The European Union has 24 official languages and dozens extra unofficial ones spoken throughout the continent. In the event you add within the European nations outdoors the union, then that brings at the least a dozen extra into the combination. Add dialects, endangered languages, and languages introduced by migrants to Europe, and you find yourself with tons of of languages.
One factor many people in know-how may agree on is that the US dominates — and that extends to on-line languages. There are numerous causes for this, largely resulting from American establishments, requirements our bodies, and firms defining how computer systems, their working techniques, and the software program they run work of their nascent days. That is altering, however for the brief time period at the least, it stays the norm. This has additionally led to the vast majority of the net being in English. An astounding 50% of internet sites are in English, regardless of it being the native tongue of solely about 6% of the world’s inhabitants, with Spanish, German, and Japanese subsequent, however a good distance behind, every solely between 5-6% of the net.
As we delve deeper into the brand new wave of AI-powered purposes and companies, many are pushed by knowledge in giant language fashions (LLMs). As a lot of the information in these LLMs is scraped (controversially in lots of instances) from the net, LLMs predominantly perceive and reply in English. As we discover ourselves at first of or within the midst of a shift in technological paradigm attributable to the speedy development of AI instruments, this can be a downside, and we’re bringing that downside into a brand new age.
Europe already boasts a number of high-profile AI firms and tasks, similar to Mistral and Hugging Face. Google DeepMind additionally originated as a European firm. The continent has analysis tasks that develop language fashions to boost how AI instruments comprehend much less generally spoken languages.
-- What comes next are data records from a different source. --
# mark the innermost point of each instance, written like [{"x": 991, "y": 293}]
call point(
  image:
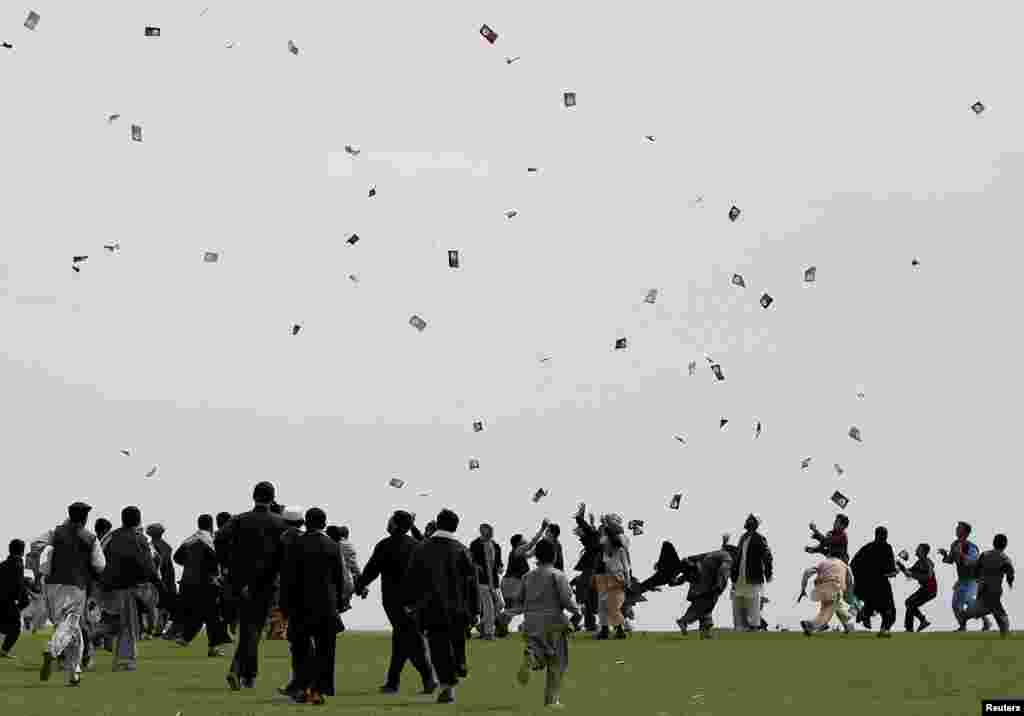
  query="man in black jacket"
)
[
  {"x": 486, "y": 556},
  {"x": 200, "y": 586},
  {"x": 313, "y": 581},
  {"x": 390, "y": 560},
  {"x": 873, "y": 566},
  {"x": 249, "y": 546},
  {"x": 441, "y": 590},
  {"x": 752, "y": 569},
  {"x": 168, "y": 580},
  {"x": 591, "y": 562},
  {"x": 13, "y": 596},
  {"x": 129, "y": 566}
]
TNW Convention 2025 – That is a wrap!
Take a look at the highlights!
This text explores a few of these initiatives, questions their effectiveness, and asks whether or not their efforts are worthwhile or if many customers default to utilizing English variations of instruments. As Europe seeks to construct its independence in AI and ML, does the continent have the businesses and expertise needed to attain its targets?
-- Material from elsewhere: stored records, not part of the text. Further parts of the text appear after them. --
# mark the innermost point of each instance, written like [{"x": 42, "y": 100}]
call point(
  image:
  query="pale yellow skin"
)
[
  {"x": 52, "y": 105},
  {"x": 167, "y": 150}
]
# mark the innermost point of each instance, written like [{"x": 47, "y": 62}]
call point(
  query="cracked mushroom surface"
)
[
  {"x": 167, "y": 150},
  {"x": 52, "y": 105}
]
Terminology and know-how primer
To make sense of what follows, you don’t want to know how fashions are created, educated, or operate. Nevertheless it’s useful to know a few fundamentals about fashions and their human language assist.
Except mannequin documentation explicitly mentions it’s multilingual or cross-lingual, prompting it or requesting a response in an unsupported language might trigger it to translate backwards and forwards or reply in a language it does perceive. Each methods can produce unreliable and inconsistent outcomes — particularly in low-resource languages.
Whereas high-resource languages, similar to English, profit from considerable coaching knowledge. Low-resource languages, similar to Gaelic or Galician, have far much less, which frequently results in inferior efficiency
The tougher idea to clarify concerning fashions is “open,” which is uncommon, as software program typically has had a reasonably clear definition of “open supply” for some time. I don’t need to delve too deeply into this matter as the precise definition continues to be in flux and controversial. The abstract is that even when a mannequin may name itself “open” and is referenced as “open,” the that means of “open” isn’t at all times the identical.
Listed below are two different helpful phrases to know:
Coaching teaches a mannequin to make predictions or choices based mostly on enter knowledge.
Parameters are variables realized throughout mannequin coaching that outline how the mannequin maps inputs to outputs. In different phrases, the way it understands and responds to your questions. The bigger the variety of parameters, the extra advanced the mannequin is.
With that temporary clarification executed, how are European AI firms and tasks working to boost these processes to enhance European language assist?
Hugging Face
When somebody needs to share code, they usually present a hyperlink to their GitHub repository. When somebody needs to share a mannequin, they usually present a Hugging Face hyperlink. Based in 2016 by French entrepreneurs in New York Metropolis, the corporate is an energetic participant in creating communities and a powerful proponent of open fashions. In 2024, it began an AI accelerator for European startups and partnered with Meta to develop translation instruments based mostly on Meta’s “No Language Left Behind” mannequin. They’re additionally one of many driving forces behind the BLOOM mannequin, a groundbreaking multilingual mannequin that set new requirements for worldwide collaboration, openness, and coaching methodologies.
Hugging Face is a great tool for getting a tough thought of the language assist in fashions. On the time of writing, Hugging Face lists 1,743,136 fashions and 298,927 datasets. Have a look at its leaderboard for monolingual fashions and datasets, and also you see the next rating for fashions and datasets that builders tag (add metadata) as supporting European languages on the time of writing:
| Language | Language code | Datasets | Fashions |
|---|---|---|---|
| English English | en | 27,702 | 205,459 |
| English | eng | 1,370 | 1,070 |
| French | fra | 1,933 | 850 |
| Spanish Español | es | 1,745 | 10,028 |
| German Deutsch | de | 1,442 | 9,714 |
| English | eng | 1,370 | 1,070 |
You’ll be able to already see some points right here. These aren’t tags set in stone. The group can add values freely. Whilst you can see that they comply with them for probably the most half, there may be some duplication.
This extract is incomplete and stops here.